Have you ever been running up steps…so many steps that it feels like each step is harder and harder to climb? Although... you never give up; you keep climbing even when your legs start to feel weak and as soon as you think you've made it to the top you miss a step and fall back down to the bottom. This is what it feels like when you lose a sibling; not an uncle, parent, or friend but your one and only sister.

My aunt died a few months ago and I've watched my mom run up these steps over and over again, making it all the way to the top, only to miss that “one step” every time and fall back to the bottom. She's so good at hiding it though. You'd never know she had fallen so many times and through all her pain, she keeps climbing. At first, I couldn't seem to figure out why she kept missing that one step but then I realized that "one step" symbolizes letting go. Of course, she doesn't want to let go of all her memories of Aunt Pam as if nothing ever happened. How could you expect anyone to do that? I just need her to know I don't expect that.

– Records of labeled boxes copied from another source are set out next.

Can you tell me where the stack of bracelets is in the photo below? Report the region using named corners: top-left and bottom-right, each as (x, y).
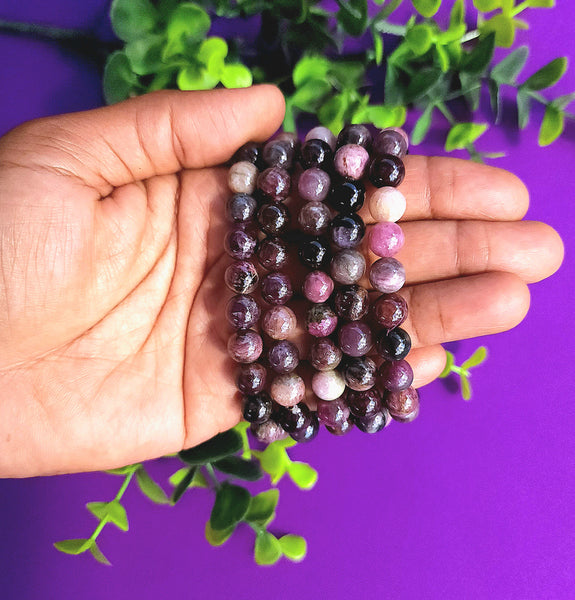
top-left (224, 125), bottom-right (419, 443)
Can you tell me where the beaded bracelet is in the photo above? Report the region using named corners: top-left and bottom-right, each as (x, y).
top-left (224, 125), bottom-right (419, 443)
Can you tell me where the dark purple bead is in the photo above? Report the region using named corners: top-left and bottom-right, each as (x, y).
top-left (369, 154), bottom-right (405, 187)
top-left (261, 273), bottom-right (293, 305)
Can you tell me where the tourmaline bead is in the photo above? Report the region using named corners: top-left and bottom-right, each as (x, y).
top-left (327, 181), bottom-right (365, 213)
top-left (309, 337), bottom-right (343, 371)
top-left (228, 329), bottom-right (264, 363)
top-left (371, 294), bottom-right (407, 329)
top-left (305, 125), bottom-right (336, 150)
top-left (385, 387), bottom-right (419, 423)
top-left (378, 360), bottom-right (413, 392)
top-left (329, 214), bottom-right (365, 249)
top-left (260, 273), bottom-right (293, 304)
top-left (305, 304), bottom-right (337, 337)
top-left (257, 167), bottom-right (291, 202)
top-left (258, 203), bottom-right (290, 235)
top-left (373, 128), bottom-right (409, 158)
top-left (257, 236), bottom-right (288, 271)
top-left (337, 125), bottom-right (371, 150)
top-left (339, 321), bottom-right (373, 356)
top-left (261, 306), bottom-right (297, 340)
top-left (224, 227), bottom-right (258, 260)
top-left (297, 167), bottom-right (331, 202)
top-left (226, 294), bottom-right (260, 329)
top-left (300, 140), bottom-right (333, 171)
top-left (333, 144), bottom-right (369, 180)
top-left (369, 154), bottom-right (405, 187)
top-left (226, 194), bottom-right (258, 223)
top-left (236, 363), bottom-right (267, 396)
top-left (369, 187), bottom-right (407, 222)
top-left (375, 327), bottom-right (411, 360)
top-left (369, 222), bottom-right (405, 258)
top-left (243, 392), bottom-right (272, 424)
top-left (224, 260), bottom-right (258, 294)
top-left (333, 285), bottom-right (369, 321)
top-left (369, 258), bottom-right (405, 294)
top-left (342, 356), bottom-right (377, 392)
top-left (302, 271), bottom-right (333, 303)
top-left (228, 160), bottom-right (259, 194)
top-left (268, 340), bottom-right (299, 374)
top-left (311, 371), bottom-right (345, 400)
top-left (270, 373), bottom-right (305, 406)
top-left (298, 202), bottom-right (332, 235)
top-left (330, 250), bottom-right (365, 285)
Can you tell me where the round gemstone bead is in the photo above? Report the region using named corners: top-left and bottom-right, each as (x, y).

I remember I came home from school one night talking about college and how happy I was and she listened to every word as if she was just fine. Then, out of nowhere, she looked over at me and said, "I'm glad you came home when you did" and before I could even utter the word "why" she broke down and started crying. Usually, when someone starts crying you think their weak but right then I knew she wasn't weak. As I comforted her and told her everything would be alright I saw just how strong she was. I knew this because I, myself couldn't even hold back my tears to look strong for my mommy dearest (my hero).  It takes power and strength to hold back feelings that are tearing you apart inside; feelings so painful that only you can describe. And to finally let everything out because you know it's the only way to get past it, is pure ambition.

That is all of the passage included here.